One way to put it is this:
LSI - allows you to perform a query on a single Hash-Key while using multiple different attributes to "filter" or restrict the query.
GSI - allows you to perform queries on multiple Hash-Keys in a table, but costs extra in throughput, as a result.
A more extensive breakdown of the table types and how they work, below:
Hash Only
As you probably already know; a Hash-Key by itself must be unique as writing to a Hash-Key that already exists will overwrite the existing data.
Hash+Range
A Hash-Key + Range-Key allows you to have multiple Hash Keys that are the same, as long as they have a different range key. In this case, if you write to a Hash-Key that already exists, but use a Range-Key that is not already used by that Hash-Key, it makes a new item, whereas if an item with the same Hash+Range combination already exists, it overwrites the matching item.
Another way to think of this is like a file with a format. You can have a file with the same name (hash) as another, in the same folder (table), as long as their format (range) is different. Likewise, you can have multiple files of the same format as long as their name is different.
LSI
An LSI is basically the same as a Hash-Key + Range-Key, and follows the same rules as it, when creating items, except that you must also provide values for the LSIs, as well; they cannot be left empty/null.
To say an LSI is "Range-Key 2" is not entirely correct as you cannot have (using my file and format analogy from earlier) a file named: file.format.lsi
and file.format.lsi2
. You can, however, have file.format.lsi
and file.format2.lsi
or file.format.lsi
and file2.format.lsi
.
Basically, an LSI is just a "Filter-key", not an actual Range-Key; your base Hash and Range value combination must still be unique while the LSI values do not have to be unique, at all. An easier way to look at it may be to think of the LSI as data within the files. You could write code that finds all the files with the name "PROJECT101", regardless of their fileFormat
, then reads the data inside to determine what should be included in the query and what is omitted. This is basically how LSI works (just without the extra overhead of opening the file to read its contents).
GSI
For GSI, you're essentially creating another table for each GSI, but without the hassle of maintaining multiple separate tables that mirror data between them; this is why they cost more throughput.
So for a GSI, you could specify fileName
as your base Hash-Key, and fileFormat
as your base Range-Key. You can then specify a GSI that has a Hash-Key of fileName2
and a Range-Key of fileFormat2
. You can then query on either fileName
or fileName2
if you like, unlike LSI where you can only query on fileName
.
The main advantages are that you only have to maintain one table, instead of 2, and anytime you write to either the primary Hash/Range or the GSI Hash/Range(s), the other(s) will automatically be updated as well, so you can't "forget" to update the other table(s) like you can with a multi-table setup. Also, there's no chance of a lost connection after updating one and before updating the other, like there is with the multi-table setup.

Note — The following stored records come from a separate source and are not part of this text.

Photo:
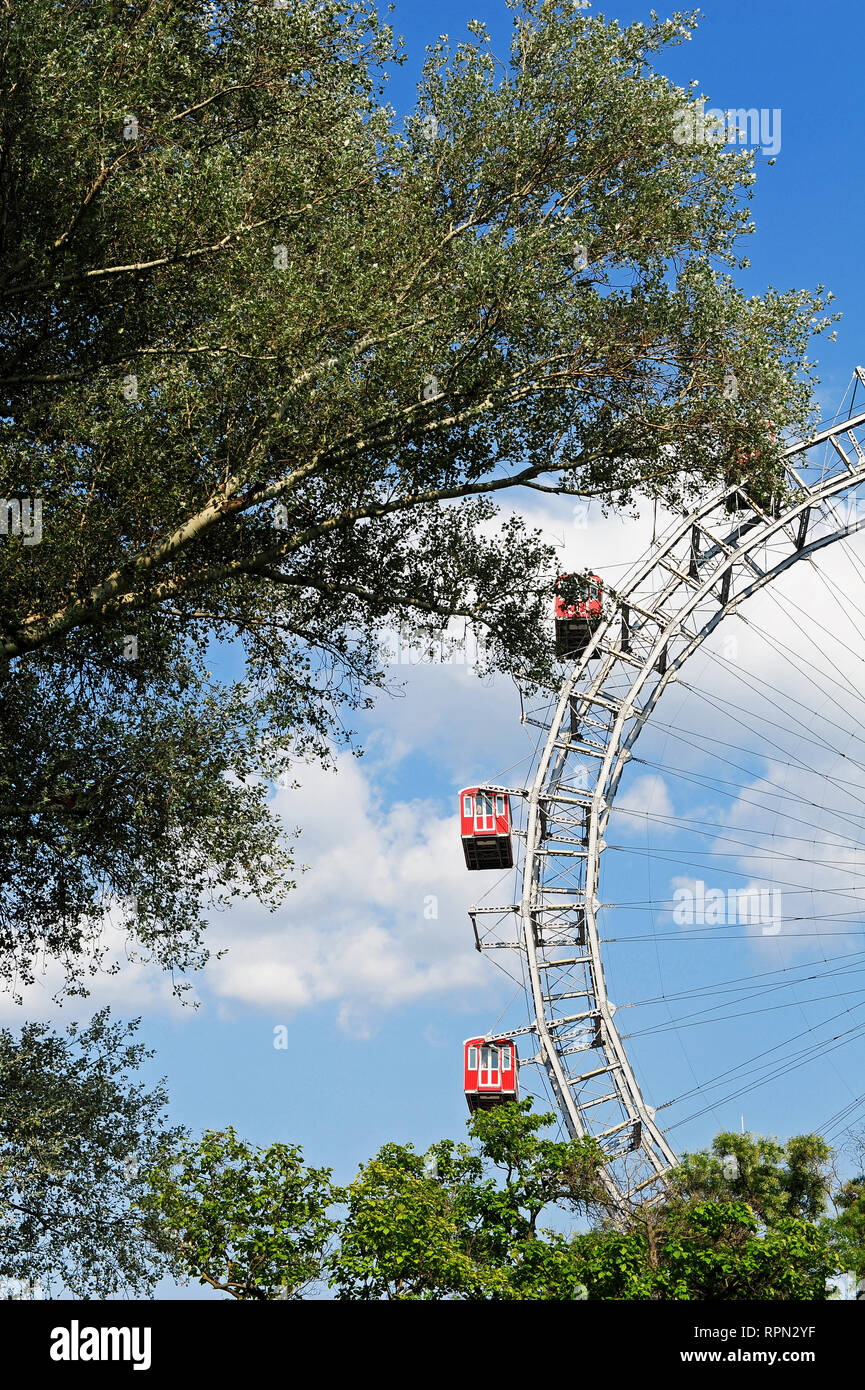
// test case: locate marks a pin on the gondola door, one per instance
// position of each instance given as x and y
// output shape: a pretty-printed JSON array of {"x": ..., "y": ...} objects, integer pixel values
[{"x": 488, "y": 1076}]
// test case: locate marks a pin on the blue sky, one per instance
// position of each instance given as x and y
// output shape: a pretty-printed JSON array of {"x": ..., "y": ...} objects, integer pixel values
[{"x": 377, "y": 995}]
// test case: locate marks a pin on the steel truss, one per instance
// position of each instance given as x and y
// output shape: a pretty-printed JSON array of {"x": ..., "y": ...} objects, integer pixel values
[{"x": 707, "y": 565}]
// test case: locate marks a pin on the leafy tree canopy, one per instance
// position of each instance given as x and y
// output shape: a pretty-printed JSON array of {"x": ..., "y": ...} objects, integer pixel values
[
  {"x": 494, "y": 1219},
  {"x": 248, "y": 1221},
  {"x": 269, "y": 357},
  {"x": 77, "y": 1133}
]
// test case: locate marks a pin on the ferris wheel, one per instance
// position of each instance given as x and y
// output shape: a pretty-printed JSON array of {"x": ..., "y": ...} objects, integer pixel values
[{"x": 704, "y": 570}]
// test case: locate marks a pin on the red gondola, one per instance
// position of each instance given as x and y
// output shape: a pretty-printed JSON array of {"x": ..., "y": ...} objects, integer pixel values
[
  {"x": 491, "y": 1072},
  {"x": 486, "y": 829},
  {"x": 576, "y": 622}
]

Additionally, a GSI can "overlap" the base Hash/Range combination. So if you wanted to make a table with fileName
and fileFormat
as your base Hash/Range and filePriority
and fileName
as your GSI, you can.
Lastly, a GSI Hash+Range combination does not have to be unique, while the base Hash+Range combination does have to be unique. This is something that is not possible with a dual/multi table setup, but is with GSI. As a result, you MUST provide values for both the base AND GSI Hash+Range, when updating; none of these values can be empty/null.